KOLOM PEMBACA-OPINI, CorongNews – Saat ini program Sekolah Rakyat sedang didengung-dengungkan sebagai program yang dianggap populis karena bertujuan untuk membebaskan rakyat dari kemiskinan yang akarnya dari kebodohan akibat pembodohan yang dilakukan oleh sistem kapitalis.

Pendidikan apapun bentuknya termasuk sekolah rakyat akan menjadi alat pembebasan jika landasannya adalah teori pembebasan bukan teori kapitalis.

Bacaan Lainnya

Berikut saya sharring terkait sekolah rakyat sebagai alat pembebasan dari kemiskinan dan kebodohan tadi.

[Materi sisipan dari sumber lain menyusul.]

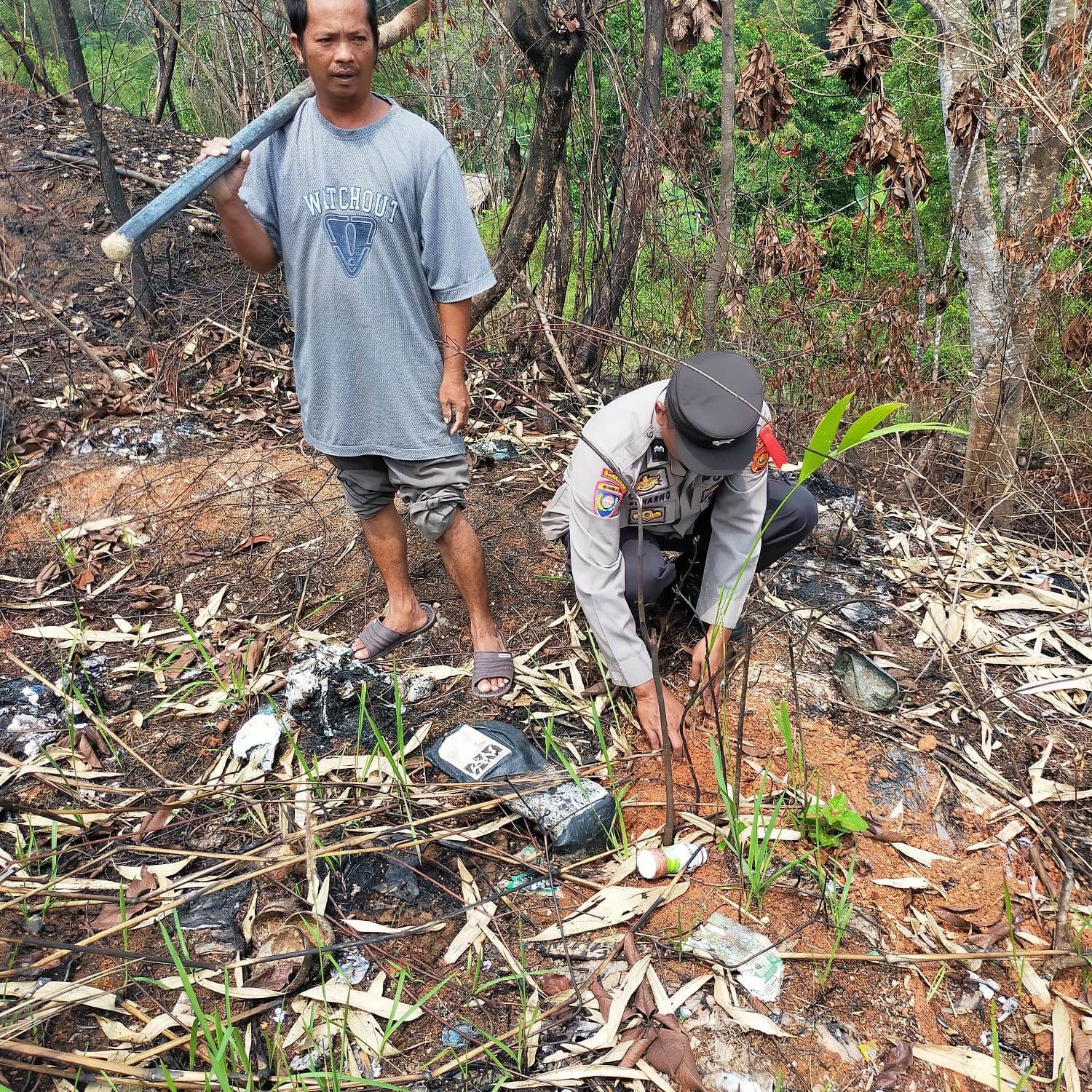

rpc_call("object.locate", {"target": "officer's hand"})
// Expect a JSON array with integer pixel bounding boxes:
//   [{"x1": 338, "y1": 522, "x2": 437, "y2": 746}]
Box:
[
  {"x1": 690, "y1": 626, "x2": 732, "y2": 714},
  {"x1": 440, "y1": 373, "x2": 471, "y2": 436},
  {"x1": 633, "y1": 679, "x2": 683, "y2": 758},
  {"x1": 194, "y1": 137, "x2": 250, "y2": 201}
]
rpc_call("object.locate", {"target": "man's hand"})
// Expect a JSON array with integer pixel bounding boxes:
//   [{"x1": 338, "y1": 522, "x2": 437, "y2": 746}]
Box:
[
  {"x1": 690, "y1": 625, "x2": 732, "y2": 713},
  {"x1": 633, "y1": 679, "x2": 684, "y2": 758},
  {"x1": 194, "y1": 137, "x2": 250, "y2": 205},
  {"x1": 440, "y1": 371, "x2": 471, "y2": 436}
]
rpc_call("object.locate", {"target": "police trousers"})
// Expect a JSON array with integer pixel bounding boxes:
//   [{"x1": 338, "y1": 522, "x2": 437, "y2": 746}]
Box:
[{"x1": 620, "y1": 474, "x2": 819, "y2": 609}]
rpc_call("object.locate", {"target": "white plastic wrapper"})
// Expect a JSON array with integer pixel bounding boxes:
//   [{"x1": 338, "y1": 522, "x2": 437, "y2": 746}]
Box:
[
  {"x1": 232, "y1": 712, "x2": 284, "y2": 771},
  {"x1": 683, "y1": 914, "x2": 786, "y2": 1002}
]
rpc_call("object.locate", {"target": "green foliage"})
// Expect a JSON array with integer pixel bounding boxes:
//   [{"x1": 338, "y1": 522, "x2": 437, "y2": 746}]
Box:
[{"x1": 799, "y1": 793, "x2": 869, "y2": 850}]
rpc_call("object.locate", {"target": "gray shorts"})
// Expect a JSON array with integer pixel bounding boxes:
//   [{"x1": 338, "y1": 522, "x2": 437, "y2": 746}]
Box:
[{"x1": 327, "y1": 456, "x2": 471, "y2": 543}]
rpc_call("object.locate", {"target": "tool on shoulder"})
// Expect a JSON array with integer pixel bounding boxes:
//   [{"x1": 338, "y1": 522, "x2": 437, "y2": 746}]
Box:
[{"x1": 102, "y1": 80, "x2": 314, "y2": 262}]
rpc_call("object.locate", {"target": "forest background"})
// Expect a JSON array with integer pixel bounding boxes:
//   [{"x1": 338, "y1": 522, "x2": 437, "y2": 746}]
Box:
[{"x1": 0, "y1": 0, "x2": 1092, "y2": 537}]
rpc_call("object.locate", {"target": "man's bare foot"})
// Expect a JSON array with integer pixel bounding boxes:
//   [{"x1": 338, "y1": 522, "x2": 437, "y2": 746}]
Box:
[
  {"x1": 472, "y1": 629, "x2": 509, "y2": 697},
  {"x1": 352, "y1": 600, "x2": 432, "y2": 660}
]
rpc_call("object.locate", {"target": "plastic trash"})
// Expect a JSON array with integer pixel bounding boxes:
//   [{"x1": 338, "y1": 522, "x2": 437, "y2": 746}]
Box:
[
  {"x1": 637, "y1": 842, "x2": 709, "y2": 880},
  {"x1": 232, "y1": 705, "x2": 284, "y2": 771},
  {"x1": 0, "y1": 657, "x2": 106, "y2": 758},
  {"x1": 467, "y1": 439, "x2": 520, "y2": 463},
  {"x1": 500, "y1": 873, "x2": 556, "y2": 895},
  {"x1": 425, "y1": 721, "x2": 617, "y2": 853},
  {"x1": 284, "y1": 642, "x2": 402, "y2": 740},
  {"x1": 683, "y1": 914, "x2": 786, "y2": 1002},
  {"x1": 834, "y1": 646, "x2": 899, "y2": 713}
]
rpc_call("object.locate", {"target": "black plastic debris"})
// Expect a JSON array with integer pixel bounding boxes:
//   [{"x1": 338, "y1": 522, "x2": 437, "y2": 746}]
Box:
[
  {"x1": 832, "y1": 646, "x2": 899, "y2": 713},
  {"x1": 319, "y1": 852, "x2": 422, "y2": 914},
  {"x1": 425, "y1": 721, "x2": 617, "y2": 853},
  {"x1": 284, "y1": 644, "x2": 395, "y2": 746},
  {"x1": 178, "y1": 885, "x2": 249, "y2": 959},
  {"x1": 775, "y1": 554, "x2": 895, "y2": 631}
]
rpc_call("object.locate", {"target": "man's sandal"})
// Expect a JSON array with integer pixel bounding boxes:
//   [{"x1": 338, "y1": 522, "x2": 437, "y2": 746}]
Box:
[
  {"x1": 471, "y1": 638, "x2": 515, "y2": 698},
  {"x1": 354, "y1": 603, "x2": 435, "y2": 660}
]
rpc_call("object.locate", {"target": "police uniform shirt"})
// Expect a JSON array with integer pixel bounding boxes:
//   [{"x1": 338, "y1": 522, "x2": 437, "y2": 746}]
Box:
[{"x1": 542, "y1": 381, "x2": 770, "y2": 687}]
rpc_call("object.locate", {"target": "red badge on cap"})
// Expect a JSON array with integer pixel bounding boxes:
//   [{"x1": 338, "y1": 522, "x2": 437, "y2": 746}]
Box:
[
  {"x1": 751, "y1": 425, "x2": 786, "y2": 473},
  {"x1": 751, "y1": 435, "x2": 770, "y2": 474}
]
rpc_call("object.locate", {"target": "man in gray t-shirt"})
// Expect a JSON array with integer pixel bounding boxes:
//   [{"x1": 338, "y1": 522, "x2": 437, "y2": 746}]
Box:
[{"x1": 202, "y1": 0, "x2": 513, "y2": 697}]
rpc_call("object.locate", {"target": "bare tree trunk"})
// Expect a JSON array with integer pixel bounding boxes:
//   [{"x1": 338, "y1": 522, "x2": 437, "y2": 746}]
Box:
[
  {"x1": 572, "y1": 0, "x2": 666, "y2": 373},
  {"x1": 149, "y1": 0, "x2": 183, "y2": 126},
  {"x1": 50, "y1": 0, "x2": 155, "y2": 317},
  {"x1": 436, "y1": 0, "x2": 454, "y2": 143},
  {"x1": 934, "y1": 0, "x2": 1077, "y2": 523},
  {"x1": 701, "y1": 0, "x2": 736, "y2": 349},
  {"x1": 471, "y1": 0, "x2": 585, "y2": 323},
  {"x1": 539, "y1": 162, "x2": 574, "y2": 316}
]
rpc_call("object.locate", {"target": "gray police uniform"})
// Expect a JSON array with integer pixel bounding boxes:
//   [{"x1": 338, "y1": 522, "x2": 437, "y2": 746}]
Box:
[{"x1": 542, "y1": 381, "x2": 770, "y2": 687}]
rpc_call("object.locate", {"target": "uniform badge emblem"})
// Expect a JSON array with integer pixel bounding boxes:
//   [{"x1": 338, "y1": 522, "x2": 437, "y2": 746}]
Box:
[
  {"x1": 323, "y1": 213, "x2": 376, "y2": 277},
  {"x1": 751, "y1": 436, "x2": 770, "y2": 474},
  {"x1": 592, "y1": 467, "x2": 626, "y2": 520}
]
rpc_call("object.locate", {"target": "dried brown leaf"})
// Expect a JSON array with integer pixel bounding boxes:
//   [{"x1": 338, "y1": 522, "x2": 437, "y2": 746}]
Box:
[
  {"x1": 126, "y1": 865, "x2": 159, "y2": 906},
  {"x1": 875, "y1": 1039, "x2": 914, "y2": 1089}
]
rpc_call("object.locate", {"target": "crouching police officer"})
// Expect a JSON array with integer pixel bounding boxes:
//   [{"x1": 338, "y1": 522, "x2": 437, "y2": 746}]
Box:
[{"x1": 542, "y1": 353, "x2": 818, "y2": 755}]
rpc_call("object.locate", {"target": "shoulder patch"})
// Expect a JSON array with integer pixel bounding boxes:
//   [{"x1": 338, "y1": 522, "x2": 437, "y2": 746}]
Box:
[
  {"x1": 649, "y1": 439, "x2": 668, "y2": 467},
  {"x1": 751, "y1": 436, "x2": 770, "y2": 474}
]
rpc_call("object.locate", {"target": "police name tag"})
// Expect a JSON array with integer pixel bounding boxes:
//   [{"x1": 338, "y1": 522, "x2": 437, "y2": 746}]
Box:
[{"x1": 438, "y1": 724, "x2": 513, "y2": 781}]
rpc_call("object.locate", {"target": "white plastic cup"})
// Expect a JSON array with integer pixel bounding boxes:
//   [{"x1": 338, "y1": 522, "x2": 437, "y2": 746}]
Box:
[{"x1": 637, "y1": 842, "x2": 709, "y2": 880}]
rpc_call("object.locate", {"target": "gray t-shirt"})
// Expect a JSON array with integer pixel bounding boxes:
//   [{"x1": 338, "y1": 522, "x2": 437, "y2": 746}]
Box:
[{"x1": 240, "y1": 98, "x2": 495, "y2": 460}]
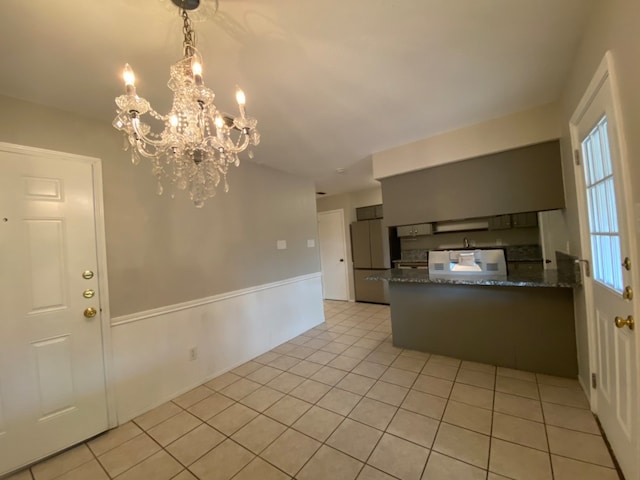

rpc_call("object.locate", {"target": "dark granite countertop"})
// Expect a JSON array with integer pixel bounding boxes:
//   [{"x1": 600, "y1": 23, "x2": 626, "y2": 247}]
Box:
[{"x1": 367, "y1": 268, "x2": 580, "y2": 288}]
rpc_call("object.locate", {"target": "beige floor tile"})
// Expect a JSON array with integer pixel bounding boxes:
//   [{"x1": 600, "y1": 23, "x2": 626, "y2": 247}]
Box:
[
  {"x1": 267, "y1": 372, "x2": 305, "y2": 393},
  {"x1": 366, "y1": 351, "x2": 398, "y2": 366},
  {"x1": 296, "y1": 445, "x2": 363, "y2": 480},
  {"x1": 99, "y1": 433, "x2": 160, "y2": 480},
  {"x1": 233, "y1": 457, "x2": 291, "y2": 480},
  {"x1": 551, "y1": 455, "x2": 619, "y2": 480},
  {"x1": 449, "y1": 383, "x2": 494, "y2": 410},
  {"x1": 357, "y1": 465, "x2": 396, "y2": 480},
  {"x1": 31, "y1": 443, "x2": 94, "y2": 480},
  {"x1": 368, "y1": 433, "x2": 429, "y2": 480},
  {"x1": 387, "y1": 409, "x2": 439, "y2": 448},
  {"x1": 188, "y1": 392, "x2": 235, "y2": 421},
  {"x1": 366, "y1": 380, "x2": 409, "y2": 407},
  {"x1": 498, "y1": 367, "x2": 536, "y2": 382},
  {"x1": 492, "y1": 412, "x2": 549, "y2": 452},
  {"x1": 422, "y1": 452, "x2": 487, "y2": 480},
  {"x1": 380, "y1": 367, "x2": 418, "y2": 388},
  {"x1": 55, "y1": 459, "x2": 109, "y2": 480},
  {"x1": 269, "y1": 355, "x2": 300, "y2": 370},
  {"x1": 172, "y1": 385, "x2": 213, "y2": 408},
  {"x1": 205, "y1": 372, "x2": 242, "y2": 392},
  {"x1": 147, "y1": 412, "x2": 202, "y2": 447},
  {"x1": 293, "y1": 406, "x2": 344, "y2": 442},
  {"x1": 442, "y1": 400, "x2": 492, "y2": 435},
  {"x1": 391, "y1": 355, "x2": 427, "y2": 373},
  {"x1": 310, "y1": 365, "x2": 347, "y2": 386},
  {"x1": 547, "y1": 425, "x2": 613, "y2": 467},
  {"x1": 542, "y1": 402, "x2": 600, "y2": 435},
  {"x1": 489, "y1": 438, "x2": 552, "y2": 480},
  {"x1": 246, "y1": 365, "x2": 282, "y2": 385},
  {"x1": 351, "y1": 360, "x2": 387, "y2": 380},
  {"x1": 6, "y1": 468, "x2": 32, "y2": 480},
  {"x1": 402, "y1": 390, "x2": 447, "y2": 420},
  {"x1": 493, "y1": 392, "x2": 542, "y2": 422},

Di tengah ketimpangan sosial yang semakin menganga, akses terhadap pendidikan yang adil dan membebaskan masih menjadi persoalan mendasar bagi mayoritas rakyat miskin di Indonesia. Sistem pendidikan formal yang tersedia umumnya berjalan dalam koridor pasar dan negara, yang sering kali menempatkan peserta didik sebagai objek—bukan subjek—dalam proses belajar. Dalam konteks ini, sekolah rakyat muncul sebagai bentuk perlawanan, ruang alternatif yang lahir dari bawah, dan berpijak pada semangat kolektif. Untuk memahami peran strategis sekolah rakyat, kita perlu meninjaunya dari perspektif sosialisme.

*Pendidikan dan Reproduksi Ideologi dalam Kapitalisme*

Sosialisme, sebagai teori dan praktik pembebasan kelas pekerja, memiliki pandangan kritis terhadap fungsi pendidikan dalam masyarakat kapitalis. Karl Marx dan Friedrich Engels dalam The German Ideology menyatakan bahwa ide-ide dominan dalam masyarakat adalah ide-ide dari kelas penguasa. Pendidikan dalam sistem kapitalis, dengan demikian, berperan mereproduksi tatanan sosial yang eksploitatif dan menanamkan kepatuhan terhadap status quo.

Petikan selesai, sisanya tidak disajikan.